Я поднял взгляд, стрельбы больше не было. Посмотрел дальше, туда, где корчился, держась за рану, Дхатт и где лежала мёртвая Иоланда. Слегка приподнявшись, увидел милицью, приближавшуюся к Дхатту и трупу, который он охранял, а вдали — полищай, бежавшую туда, откуда стреляли. В Бещеле полицию теснили, ей не давали проходу истерические толпы. Корви смотрела во всех направлениях — видела ли она меня? Я кричал. Стрелок убегал.
Ему загораживали дорогу, но он, когда надо, взмахивал винтовкой, как дубинкой, и люди вокруг него освобождали ему путь. Как быстро дойдут приказы блокировать вход? Он продвигался к той части толпы, где люди не видели, как он стрелял, и окружали его, и он, явный профи, скоро выбросит или спрячет своё оружие.
— Проклятье!
Я едва его видел. Никто его не останавливал. Ему осталось пройти совсем немного, прежде чем он окажется снаружи. Я тщательно всматривался в его волосы и одежду: короткая стрижка, серый тренировочный топ с капюшоном, чёрные брюки. Всё неприметное. Бросил ли он оружие? Он был в толпе.
Я стоял, держа пистолет Боудена. Смехотворный Р38, но заряженный и со всеми признаками хорошего ухода. Я шагнул к контрольно-пропускному пункту, но не было никакой возможности пройти через него, через весь этот хаос, только не сейчас, когда обе шеренги охранников беспорядочно размахивали оружием; даже если бы моя уль-комская форма пропустила меня через уль-комскую шеренгу, меня остановили бы бещельцы, а стрелок был слишком далеко, чтобы я мог его поймать. Я колебался.
— Дхатт, радируйте о помощи, следите за Боуденом, — крикнул я, а затем повернулся и побежал в другую сторону, в Уль-Кому, к машине Дхатта.

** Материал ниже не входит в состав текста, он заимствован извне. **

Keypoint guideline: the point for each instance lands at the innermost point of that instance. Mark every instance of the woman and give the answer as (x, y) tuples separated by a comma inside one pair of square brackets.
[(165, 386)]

Толпы убирались с моего пути: все видели на куртке эмблему милицьи, видели пистолет у меня в руке — и рассеивались. Милицья видела своего в погоне за чем-то и не останавливала меня. Я включил мигалку и завёл двигатель.
Я погнал очертя голову, увёртываясь от отечественных и зарубежных машин и рассыпая вопли вдоль наружного периметра Связующего зала. Эта сирена смущала меня, я не привык к уль-комским сиренам, к более ноющим звукам йя, йя, йя, чем у наших автомобилей. Стрелок, должно быть, пробивался через охваченные ужасом и сбитые с толку толпы путешественников, заполнявшие туннель. Фары, мигалка и сигнализация расчищали мне путь, демонстративно проходивший в Уль-Коме по улицам, топольгангерским с Бещелем, где наблюдалась типичная паника из-за неустановленной зарубежной драмы. Я рванул руль, и автомобиль резко свернул вправо, наткнувшись на бещельские трамвайные пути.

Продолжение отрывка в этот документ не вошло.